Should Dairy Products be Avoided? The Devil in the Details
Because self-reported dietary intakes are fraught with errors (under- and over-reporting of food groups with healthy perceptions, difficulties in calculating nutrient intakes from a restrictive food list, etc), biological measures of nutrient status are preferred.
Dawczyniski and colleagues evaluated the associations of circulating fatty acids on cardiovascular outcomes, taking issue with the conclusions of Chowdhury and colleagues on the health benefits of saturated fatty acids found in dairy products.
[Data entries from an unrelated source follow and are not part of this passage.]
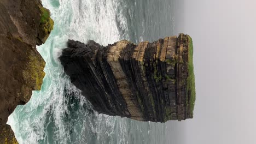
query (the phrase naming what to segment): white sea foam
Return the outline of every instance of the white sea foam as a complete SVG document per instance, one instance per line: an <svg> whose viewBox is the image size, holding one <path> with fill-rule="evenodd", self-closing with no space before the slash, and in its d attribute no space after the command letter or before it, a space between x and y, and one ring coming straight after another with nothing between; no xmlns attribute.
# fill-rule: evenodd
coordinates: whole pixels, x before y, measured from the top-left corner
<svg viewBox="0 0 256 144"><path fill-rule="evenodd" d="M133 143L138 140L150 143L150 133L147 133L152 128L148 123L92 112L57 59L68 39L84 43L92 39L103 45L128 39L127 20L120 1L42 2L51 13L54 29L46 43L37 47L46 62L42 90L33 91L30 101L18 106L9 117L8 123L19 142Z"/></svg>

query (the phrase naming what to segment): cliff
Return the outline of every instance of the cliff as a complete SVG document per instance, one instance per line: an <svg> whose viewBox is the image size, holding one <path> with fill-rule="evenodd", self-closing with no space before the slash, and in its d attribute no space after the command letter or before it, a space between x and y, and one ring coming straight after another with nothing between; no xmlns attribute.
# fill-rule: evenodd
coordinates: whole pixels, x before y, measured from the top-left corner
<svg viewBox="0 0 256 144"><path fill-rule="evenodd" d="M188 35L137 45L103 46L69 40L60 61L71 82L99 113L165 122L193 117L192 40Z"/></svg>
<svg viewBox="0 0 256 144"><path fill-rule="evenodd" d="M45 62L36 46L45 41L54 22L38 0L1 1L0 11L0 143L16 143L5 123L40 90Z"/></svg>

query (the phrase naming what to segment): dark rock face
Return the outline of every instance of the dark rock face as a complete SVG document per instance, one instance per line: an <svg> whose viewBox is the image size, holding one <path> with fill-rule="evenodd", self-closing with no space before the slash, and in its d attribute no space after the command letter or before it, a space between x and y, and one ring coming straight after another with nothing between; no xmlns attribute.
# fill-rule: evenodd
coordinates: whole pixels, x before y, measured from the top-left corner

Several important observations are made.
Differences in the turnover of fatty acids in the sn-1 (typically saturated fatty acids) and sn-2 (typically polyunsaturated fatty acids) in phospholipids occur because of enzyme specificity and position, phospholipase A1 for sn-1 and phospholipase A2 for the sn-2 positions respectively. These differences in enzyme efficacy change biological responses to dietary change.
Red blood cell (erythrocyte) membrane concentrations are more robust markers of dietary fatty acids which have to be ingested rather than synthesized endogenously – linoleic acid (LA), α-linolenic acid (ALA), eicosapentaenoic acid (EPA), and docosahexaenoic acid (DHA).
Saturated fatty acids from dairy and ruminant meat sources may not be an independent CVD risk factor. Perhaps the meta-analysis by Chowdhury and colleagues was flawed because 2 studies (Pilz et al, 2006; Pilz et al, 2007) did not report data on total saturated fatty acid concentrations.
In their re-analysis, Dawczynski and colleagues report a cardioprotective effect of saturated fatty acids from milk (pentadecanoic, C15:0 and heptacecanoic, C17:0; Relative Risk = 1.21).
Bottom line: it is misleading to categorize certain foods (milk), or even fatty acid types (saturated fatty acids), as unhealthy. While we are what we eat (nutrient intake can change cellular composition and function), it is important to assess biological markers of nutrient status, not crude estimates of dietary intake over 2-3 days, to elucidate diet-health relationships.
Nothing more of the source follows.